Programa Baobá unifica políticas públicas e amplia atendimento aos povos e comunidades de terreiro em Salvador

Texto: Priscila Machado / Secom PMS
Foto: Lucas Moura / Secom PMS
Representantes de terreiros de candomblé, centros de umbanda e demais religiões de matriz africana em Salvador devem realizar o cadastro no Programa Baobá, iniciativa da Secretaria Municipal da Reparação (Semur) que busca reunir, em uma única plataforma, informações sobre essas instituições religiosas e integrar o acesso às políticas públicas municipais voltadas a esse segmento. Além de atualizar os dados relacionados aos templos existentes na capital baiana, a Semur pretende tornar mais ágil, por meio da plataforma, o encaminhamento de demandas aos diversos órgãos da Prefeitura.

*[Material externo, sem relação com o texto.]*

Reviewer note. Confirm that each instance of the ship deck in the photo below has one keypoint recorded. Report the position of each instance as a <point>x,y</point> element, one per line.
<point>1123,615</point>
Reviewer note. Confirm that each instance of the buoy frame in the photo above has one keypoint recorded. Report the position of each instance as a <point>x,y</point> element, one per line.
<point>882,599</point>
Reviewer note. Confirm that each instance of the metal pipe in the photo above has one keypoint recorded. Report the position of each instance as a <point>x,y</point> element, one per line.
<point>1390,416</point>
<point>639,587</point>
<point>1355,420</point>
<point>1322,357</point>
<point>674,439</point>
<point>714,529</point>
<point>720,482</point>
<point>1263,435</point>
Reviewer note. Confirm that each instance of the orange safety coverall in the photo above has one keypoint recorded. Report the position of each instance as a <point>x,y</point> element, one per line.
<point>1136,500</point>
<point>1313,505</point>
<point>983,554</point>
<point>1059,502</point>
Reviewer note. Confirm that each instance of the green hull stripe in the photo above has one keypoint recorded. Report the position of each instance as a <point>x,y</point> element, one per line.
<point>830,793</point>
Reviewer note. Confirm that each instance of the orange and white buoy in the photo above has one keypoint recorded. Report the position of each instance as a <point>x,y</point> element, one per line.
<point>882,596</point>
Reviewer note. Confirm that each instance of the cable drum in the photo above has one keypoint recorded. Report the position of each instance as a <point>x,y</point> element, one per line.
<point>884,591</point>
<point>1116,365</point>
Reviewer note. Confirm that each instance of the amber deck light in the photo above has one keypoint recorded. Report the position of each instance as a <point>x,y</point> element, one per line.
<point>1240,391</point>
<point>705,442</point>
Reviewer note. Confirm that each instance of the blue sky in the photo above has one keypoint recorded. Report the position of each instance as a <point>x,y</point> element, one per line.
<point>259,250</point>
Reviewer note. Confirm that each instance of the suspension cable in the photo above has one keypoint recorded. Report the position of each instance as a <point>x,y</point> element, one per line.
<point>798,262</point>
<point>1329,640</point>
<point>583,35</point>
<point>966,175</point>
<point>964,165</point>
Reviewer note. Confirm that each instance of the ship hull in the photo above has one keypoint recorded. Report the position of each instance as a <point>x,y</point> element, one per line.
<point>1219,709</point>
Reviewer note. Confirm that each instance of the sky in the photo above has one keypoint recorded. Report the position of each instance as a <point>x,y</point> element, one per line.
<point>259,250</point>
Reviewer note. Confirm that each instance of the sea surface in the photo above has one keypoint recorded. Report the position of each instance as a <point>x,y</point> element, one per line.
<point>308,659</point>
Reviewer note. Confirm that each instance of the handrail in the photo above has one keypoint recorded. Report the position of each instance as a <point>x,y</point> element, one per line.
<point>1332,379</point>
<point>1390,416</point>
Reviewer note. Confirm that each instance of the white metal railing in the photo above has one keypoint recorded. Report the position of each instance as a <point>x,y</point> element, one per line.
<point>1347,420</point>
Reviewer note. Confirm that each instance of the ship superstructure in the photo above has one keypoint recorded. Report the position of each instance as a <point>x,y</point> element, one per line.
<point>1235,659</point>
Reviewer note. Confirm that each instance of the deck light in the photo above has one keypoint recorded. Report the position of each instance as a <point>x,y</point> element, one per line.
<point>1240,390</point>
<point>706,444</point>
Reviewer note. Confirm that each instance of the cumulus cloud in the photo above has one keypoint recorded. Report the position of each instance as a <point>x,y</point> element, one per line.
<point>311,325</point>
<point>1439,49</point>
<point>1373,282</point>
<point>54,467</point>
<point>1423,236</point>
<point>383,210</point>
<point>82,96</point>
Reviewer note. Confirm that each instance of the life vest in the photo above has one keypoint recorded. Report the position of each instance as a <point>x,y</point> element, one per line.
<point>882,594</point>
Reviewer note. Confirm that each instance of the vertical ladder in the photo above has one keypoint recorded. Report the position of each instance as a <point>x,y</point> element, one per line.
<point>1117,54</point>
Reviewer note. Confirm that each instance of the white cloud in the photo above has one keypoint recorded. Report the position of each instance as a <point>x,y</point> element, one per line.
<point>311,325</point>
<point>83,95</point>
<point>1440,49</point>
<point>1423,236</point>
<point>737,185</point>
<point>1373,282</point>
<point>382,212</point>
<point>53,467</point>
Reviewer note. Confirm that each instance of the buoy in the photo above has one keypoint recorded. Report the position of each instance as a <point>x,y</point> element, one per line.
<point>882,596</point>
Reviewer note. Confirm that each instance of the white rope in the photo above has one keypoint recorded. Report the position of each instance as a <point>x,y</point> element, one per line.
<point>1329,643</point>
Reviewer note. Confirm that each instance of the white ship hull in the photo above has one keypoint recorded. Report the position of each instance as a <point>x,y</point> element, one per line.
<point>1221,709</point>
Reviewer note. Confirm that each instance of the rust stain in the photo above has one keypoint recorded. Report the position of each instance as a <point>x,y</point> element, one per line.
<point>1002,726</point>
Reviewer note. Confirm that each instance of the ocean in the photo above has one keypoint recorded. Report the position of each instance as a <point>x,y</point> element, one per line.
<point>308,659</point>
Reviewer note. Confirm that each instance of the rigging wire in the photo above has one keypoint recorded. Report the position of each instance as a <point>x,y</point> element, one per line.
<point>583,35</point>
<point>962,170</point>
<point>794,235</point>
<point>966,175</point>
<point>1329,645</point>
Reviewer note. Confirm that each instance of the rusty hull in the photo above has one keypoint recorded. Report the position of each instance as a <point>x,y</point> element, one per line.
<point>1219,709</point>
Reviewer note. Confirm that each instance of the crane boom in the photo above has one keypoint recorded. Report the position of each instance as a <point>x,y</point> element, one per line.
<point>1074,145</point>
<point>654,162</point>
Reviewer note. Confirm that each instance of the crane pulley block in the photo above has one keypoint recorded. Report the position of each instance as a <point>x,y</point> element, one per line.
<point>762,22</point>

A proposta é que o programa funcione como um ponto central de atendimento às comunidades de terreiro. Com isso, solicitações relacionadas a serviços e benefícios municipais poderão ser acompanhadas pela Semur, responsável por articular o diálogo com as demais secretarias, reduzindo etapas burocráticas e dando maior celeridade aos processos.
O cadastro pode ser feito por meio do endereço terreiros.salvador.ba.gov.br/
A secretária municipal da Reparação, Isaura Genoveva, explica que o Baobá fortalece uma série de ações que já são desenvolvidas pelo Município, mas que, até então, aconteciam de forma descentralizada. “O Programa Baobá surge para fortalecer o que a Prefeitura já desenvolve. Existe uma série de ações destinadas aos povos e comunidades tradicionais executadas de forma independente por diferentes secretarias. O programa unifica essas ações e possibilita o fortalecimento das políticas públicas voltadas para esse segmento, tendo a Semur como ponto focal para dialogar diretamente com os órgãos municipais, reduzindo burocracia e garantindo mais efetividade e eficiência”, afirma.
Segundo a gestora, a plataforma permitirá à Prefeitura conhecer de forma mais precisa a realidade das comunidades de terreiro em Salvador, identificando tanto o número de instituições quanto as principais demandas apresentadas por elas. “Nós precisamos ter um diagnóstico situacional desses templos para implementar políticas públicas com maior efetividade. A partir da plataforma Baobá, conseguiremos unificar os dados e melhorar o fluxo de encaminhamento das demandas, garantindo uma entrega mais eficiente dos serviços municipais”, destaca.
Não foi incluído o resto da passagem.